Simon Stone has moved the setting from rural Spain to present day London and into designer Lizzie Clachan’s glass box. This puts the audience in the role of voyeur in scenes that are almost excruciatingly revealing and intimate. But we are invited in. Billie Piper’s character (she is never given a name) is a successful blogger and her subject matter is her life. Nothing is sacrosanct and, however much pain she inflicts on those around her, she cannot give up telling the world the most intimate and painful details.

Billie Piper (Her) in Yerma at the Young Vic. Photo by Johan Persson (4)

When her partner John (played by an excellent Brendan Cowell who moves from slightly embarrassed blokeishness through helpless incomprehension to eventual despair) agrees to make changes to his life to aid conception he asks for one concession in return. Will she give up replaying his life on the blog? She can’t. Without her audience, her life, it seems, isn’t real, isn’t enough. But what will make it enough is a baby. In the very first scene, she announces she wants to get pregnant. John is taken aback but agrees and ritually stamps (unsuccessfully) on her contraceptive pills. It is a rare moment of light relief. The rollercoaster has begun and over the next five years the obsession to have a child takes over their lives.

There are a few other moments of humour, in particular whenever the marvellous Maureen Beattie (dry, Scottish, acerbic) who plays Piper’s wholly unmaternal mother appears. When she was pregnant she regarded her daughter as a “parasitic succubus” though she doesn’t regret having her. It had, after all, been entertaining watching her life. Equally unmotherly is Piper’s sister Mary who even suggests giving her son to Piper. When Mary gets pregnant again, Piper admits to “waves of relief” when she has a miscarriage. Of course she puts this in the blog which had been flagging but now gets a new lease of life. This is what people want the glowing Thalissa Teixeira, Piper’s assistant tells her, they lap this stuff up.

Billie Piper (Her) in Yerma at the Young Vic. Photo by Johan Persson (5)

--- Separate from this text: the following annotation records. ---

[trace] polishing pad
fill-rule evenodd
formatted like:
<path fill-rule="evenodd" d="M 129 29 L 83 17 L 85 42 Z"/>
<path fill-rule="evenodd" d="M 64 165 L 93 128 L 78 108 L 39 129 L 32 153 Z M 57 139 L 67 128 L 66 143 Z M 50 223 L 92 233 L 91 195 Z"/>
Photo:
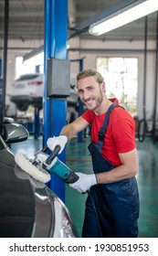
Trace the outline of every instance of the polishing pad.
<path fill-rule="evenodd" d="M 31 160 L 23 153 L 16 153 L 15 155 L 15 161 L 17 165 L 29 176 L 35 179 L 47 183 L 50 180 L 51 176 L 41 165 L 35 166 Z"/>

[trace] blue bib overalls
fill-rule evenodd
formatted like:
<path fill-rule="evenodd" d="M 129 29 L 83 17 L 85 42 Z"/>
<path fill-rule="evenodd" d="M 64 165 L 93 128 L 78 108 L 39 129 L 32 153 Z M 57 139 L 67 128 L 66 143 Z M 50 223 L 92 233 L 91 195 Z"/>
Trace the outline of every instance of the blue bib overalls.
<path fill-rule="evenodd" d="M 102 156 L 101 147 L 110 113 L 117 106 L 110 106 L 99 132 L 99 142 L 89 145 L 95 174 L 115 168 Z M 92 186 L 86 200 L 82 237 L 136 238 L 138 218 L 139 193 L 135 177 Z"/>

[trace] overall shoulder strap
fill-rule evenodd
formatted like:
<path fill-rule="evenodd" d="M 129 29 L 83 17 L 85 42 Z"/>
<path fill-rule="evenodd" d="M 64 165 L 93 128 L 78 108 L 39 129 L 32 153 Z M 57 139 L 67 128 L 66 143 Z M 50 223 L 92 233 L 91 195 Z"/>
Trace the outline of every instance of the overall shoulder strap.
<path fill-rule="evenodd" d="M 107 125 L 108 125 L 108 122 L 109 122 L 109 119 L 110 119 L 110 114 L 111 112 L 111 111 L 115 108 L 115 107 L 121 107 L 118 104 L 111 104 L 108 111 L 107 111 L 107 113 L 106 113 L 106 116 L 105 116 L 105 119 L 104 119 L 104 123 L 103 123 L 103 125 L 102 127 L 100 129 L 99 131 L 99 140 L 100 141 L 102 141 L 103 142 L 103 139 L 104 139 L 104 134 L 106 133 L 106 130 L 107 130 Z"/>

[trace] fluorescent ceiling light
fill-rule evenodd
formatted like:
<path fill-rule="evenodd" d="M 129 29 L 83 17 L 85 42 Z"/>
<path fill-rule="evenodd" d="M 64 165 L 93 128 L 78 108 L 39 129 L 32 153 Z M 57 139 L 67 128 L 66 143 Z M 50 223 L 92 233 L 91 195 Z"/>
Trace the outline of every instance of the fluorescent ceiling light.
<path fill-rule="evenodd" d="M 130 5 L 129 5 L 130 6 Z M 100 36 L 158 10 L 158 0 L 146 0 L 130 9 L 121 9 L 99 22 L 90 25 L 89 32 Z"/>

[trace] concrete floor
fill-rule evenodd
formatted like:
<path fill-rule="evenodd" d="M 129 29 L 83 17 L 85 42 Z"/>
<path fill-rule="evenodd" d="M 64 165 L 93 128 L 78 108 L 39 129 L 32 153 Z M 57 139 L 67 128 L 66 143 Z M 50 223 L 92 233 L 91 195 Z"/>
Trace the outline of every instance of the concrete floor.
<path fill-rule="evenodd" d="M 91 173 L 91 161 L 87 146 L 90 138 L 72 139 L 67 144 L 67 165 L 75 172 Z M 158 144 L 153 144 L 151 138 L 143 143 L 136 141 L 139 155 L 139 173 L 137 175 L 141 211 L 139 218 L 139 237 L 158 238 Z M 42 148 L 42 137 L 30 136 L 26 142 L 12 144 L 12 150 L 24 152 L 29 157 Z M 87 195 L 81 195 L 66 185 L 66 200 L 79 234 L 84 218 L 84 204 Z"/>

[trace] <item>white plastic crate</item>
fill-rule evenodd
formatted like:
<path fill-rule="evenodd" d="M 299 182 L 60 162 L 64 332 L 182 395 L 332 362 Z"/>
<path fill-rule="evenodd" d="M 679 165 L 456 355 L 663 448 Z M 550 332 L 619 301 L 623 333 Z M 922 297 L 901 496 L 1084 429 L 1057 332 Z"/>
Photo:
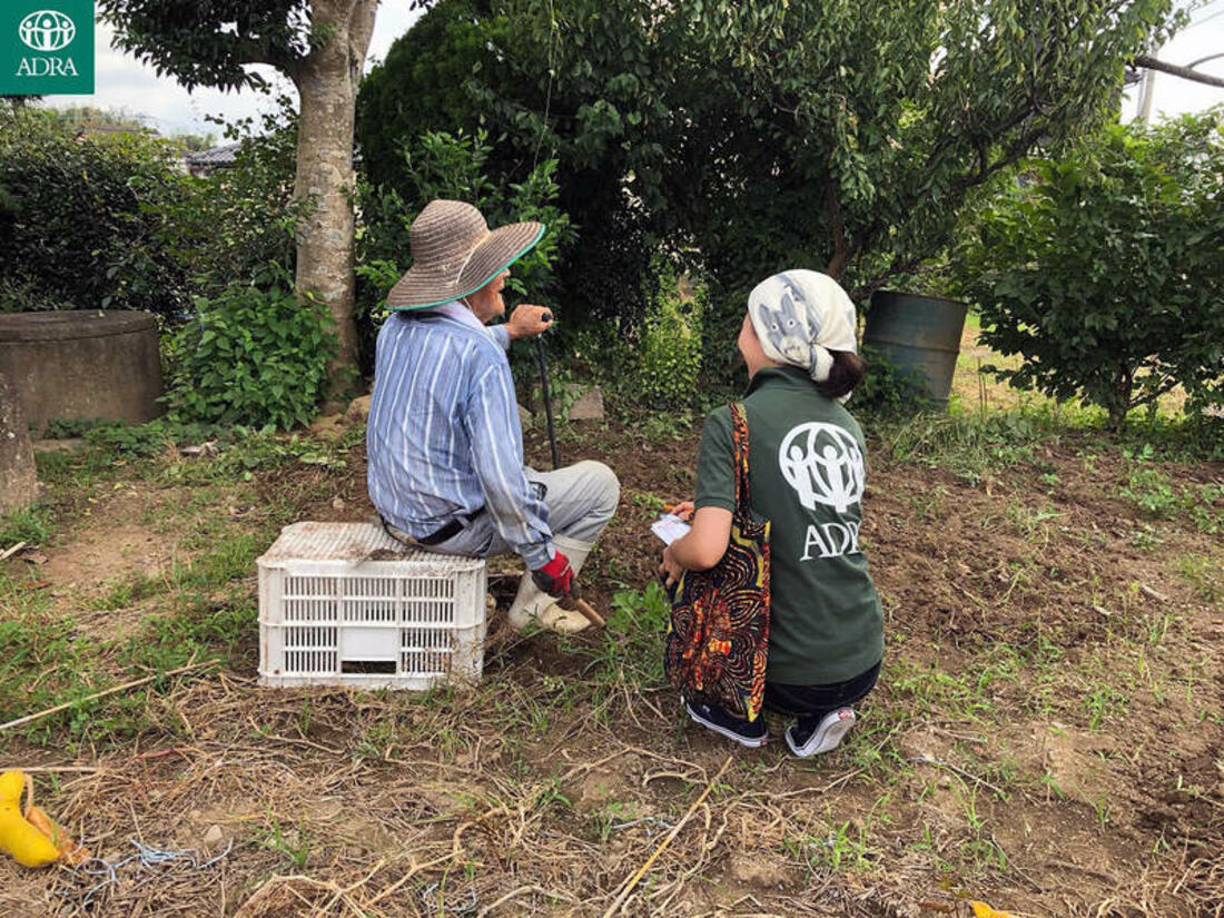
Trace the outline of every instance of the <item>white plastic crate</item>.
<path fill-rule="evenodd" d="M 482 558 L 412 551 L 373 523 L 295 523 L 257 563 L 259 684 L 480 681 Z"/>

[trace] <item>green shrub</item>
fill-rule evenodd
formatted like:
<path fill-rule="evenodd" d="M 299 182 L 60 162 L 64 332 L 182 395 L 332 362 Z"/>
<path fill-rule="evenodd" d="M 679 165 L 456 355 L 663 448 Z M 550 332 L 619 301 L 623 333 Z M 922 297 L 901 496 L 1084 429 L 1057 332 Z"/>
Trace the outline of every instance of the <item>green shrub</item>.
<path fill-rule="evenodd" d="M 1114 125 L 980 218 L 963 290 L 1017 388 L 1127 411 L 1182 386 L 1224 401 L 1224 130 L 1217 109 Z"/>
<path fill-rule="evenodd" d="M 174 414 L 202 424 L 305 425 L 327 386 L 335 350 L 332 319 L 313 302 L 299 302 L 280 269 L 233 284 L 213 300 L 197 297 L 197 313 L 171 339 Z"/>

How can these women who don’t seem to want children have them so easily? Piper gets more and more unhinged, obsessed with getting pregnant and careless about everyone around her. She meets up with Victor (John Macmillan), a former lover and tries to persuade him to get her pregnant. She refuses to consider adoption. She goes on a relentless endless round of IVF that leads to bankruptcy. In five years the funny, confident, sparky woman she was has turned her back on her partner, her family and the world. She can only look inside for the unborn son she so longs for. This is a tour de force performance from Billie Piper and a dazzling, harrowing production.